- Need for this relationship, scope what it means
- Propagation of annotations
- Examples in MF, BP and CC
- Do curators have to pay attention to the has_part relationship when they are picking terms to annotate?
Scope of Has_part relationship
First, two scenarios where the has_part links can be moderately useful as far as existing annotation is concerned: http://www.slideshare.net/cmungall/haspart-in-go
- If a gene product is involved in a process, then it must be active in at least one of the sub-steps of this process. These sub-steps are indicated by has_part relationships. We cannot deterministically infer which sub-step, but an curator can weigh up evidence from other sources. The has_part links form useful guides to where additional annotations may be required. It could also guide users to investigate neighboring terms.
- Probabilistic models can make use of the has_part relationships, to non-deterministically propagate annotations either way over the has_part links. Neither of these scenarios involve deterministic / purely logical annotation inference, so the has_part links are somewhat weak.
- But there are situations where the has_part links can be very powerful, however, this involves adding a qualifier that strengthens the claim an annotation makes. Normally an annotation states that *some* instances of GO class have the gene product. Sometimes we can make a stronger claim that *all* instances of the GO class have the gene product (in a particular species). If we can distinguish these stronger claims from other annotations, then we can propagate over has_part. This is most clearly illustrated with protein complexes (see the slides above), but can also apply to processes and functions.
I started a wiki page with a proposal for such a qualifier. It's not really ready for general circulation yet, I had hoped to flesh it out more, but it is relevant for this discussion.
CAAX-box protein maturation" has a "has_part" child
protein maturation by peptide bond cleavage BUT
protein maturation by peptide bond cleavage is NOT always a part of CAAX box processing when it occurs, so annotations to this term could not be propagated via has_part. You *cannot* propagate annotations from "CAAX box protein maturation" to "protein maturation by peptide bond cleavage".
Most of the discussion was spurred by this question from Val:
SGD would not make the 978 annotation because it is less granular than the 1077 term that includes the same information.

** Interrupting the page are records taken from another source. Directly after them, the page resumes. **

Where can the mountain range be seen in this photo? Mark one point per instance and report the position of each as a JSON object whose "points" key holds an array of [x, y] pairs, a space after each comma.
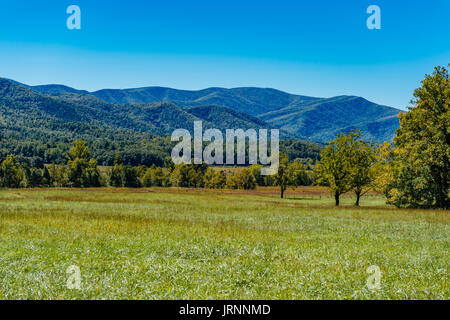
{"points": [[160, 110]]}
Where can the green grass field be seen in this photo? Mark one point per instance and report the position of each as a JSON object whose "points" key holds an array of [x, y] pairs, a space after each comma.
{"points": [[196, 244]]}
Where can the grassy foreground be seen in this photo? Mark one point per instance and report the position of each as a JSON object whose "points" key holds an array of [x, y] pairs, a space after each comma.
{"points": [[180, 244]]}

MGI would make this annotation because they feel both are useful. 1077: sequence-specific regulatory transcription factor site binding RNA polymerase II transcription factor activity involved in positive regulation of transcription from RNA polymerase II promoter 978: RNA polymerase II regulatory transcription factor site sequence-specific DNA binding 978 does not inherit anything from 1077, and it is not supposed to. You would make the annotation to 978 if you wanted to say "DNA binding" WITHOUT any statement about transcription factor activity. If you choose to annotate to 978 only, you are making a statement about DNA binding ONLY.

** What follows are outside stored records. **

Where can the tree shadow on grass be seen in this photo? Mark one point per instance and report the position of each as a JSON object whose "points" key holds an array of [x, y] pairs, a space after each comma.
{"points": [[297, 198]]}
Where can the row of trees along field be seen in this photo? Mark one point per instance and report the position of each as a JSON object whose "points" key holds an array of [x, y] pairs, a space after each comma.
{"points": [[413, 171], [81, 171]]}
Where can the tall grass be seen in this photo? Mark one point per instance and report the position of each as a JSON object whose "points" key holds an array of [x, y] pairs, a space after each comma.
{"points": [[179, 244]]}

SGD would annotate to 1077 only because we want to make the statement about "DNA binding transcription factor activity, etc..." and the "DNA binding" part is already coded into this term through the has_part relationship. Thus, we choose not to also make the annotation to 978 because it is already stated as a component of the annotation to 1077 alone. Karen: When I was at the transcription meeting in June, someone asked me about being able to find all of the sequence specific DNA binding factors involved in transcription. This is something people want to be able to do. So, when we annotate to terms like 1077 which have has_part relationships to terms which represent sequence-specific DNA binding functions, we want to make sure that genes annotated to terms like 1077 get included in the results of queries for sequence specific DNA binding factors. Val: Why can't- GO:0000978 RNA polymerase II regulatory transcription factor site sequence-specific DNA binding be part_of GO:0001077 sequence-specific regulatory transcription factor site binding RNA polymerase II transcription factor activity involved in positive regulation of transcription from RNA polymerase II promoter
Because: It is correct to say that a "DNA-binding transcription factor activity" must have_part "DNA binding"; the reverse is not necessarily true.

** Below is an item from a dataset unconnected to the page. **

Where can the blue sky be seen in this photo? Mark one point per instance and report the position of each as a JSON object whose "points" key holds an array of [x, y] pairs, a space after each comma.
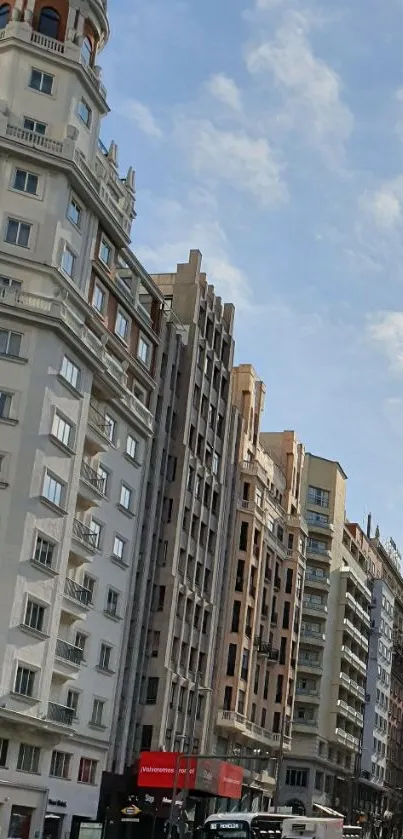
{"points": [[269, 134]]}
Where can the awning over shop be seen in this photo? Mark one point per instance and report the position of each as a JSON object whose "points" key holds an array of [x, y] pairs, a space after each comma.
{"points": [[164, 770], [328, 811]]}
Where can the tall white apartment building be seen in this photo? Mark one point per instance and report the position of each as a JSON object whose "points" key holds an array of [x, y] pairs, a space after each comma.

The has_part relationships in MF should be considered separately from the ones in BP and CC. These are primarily for linking the MF to the necessary ligand, i.e. has_part X binding. In the case of these intra-MF links, annotations *do* always propagate (see my talk from Geneva). I agree on the surface this sounds arbitrary, but it's justified based on the fact that a determining feature of MF classes is that the gene product participates throughout the duration of the activity.
nucleic acid binding transcription factor activity has_part nucleic acid binding, http://www.slideshare.net/cmungall/haspart-in-go
- Fatty acid synthase example
ribosome has_part ribosomal subunit
large_subunit part_of ribosome
"annotation can't be transitive over this relationship because not all instances of has_part we have in the ontology are always true"
This is correct, the has_part relation should be ignored when making deterministic / purely logical inferences in BP and CC. But this doesn't mean these links are completely useless. There are a few cases where the links are informative for humans and machines; and furthermore, ***if we extend the annotation paradigm***, the links can actually be extremely powerful for making deterministic inferences.
Outstanding issues with QC checks (if any)
Chris talked for the most part. File:Go-has part-Dec-2010.pdf
- In general there was some confusion about the meaning of has_part relationship? does it mean 'sometimes part of' or 'always part_of'?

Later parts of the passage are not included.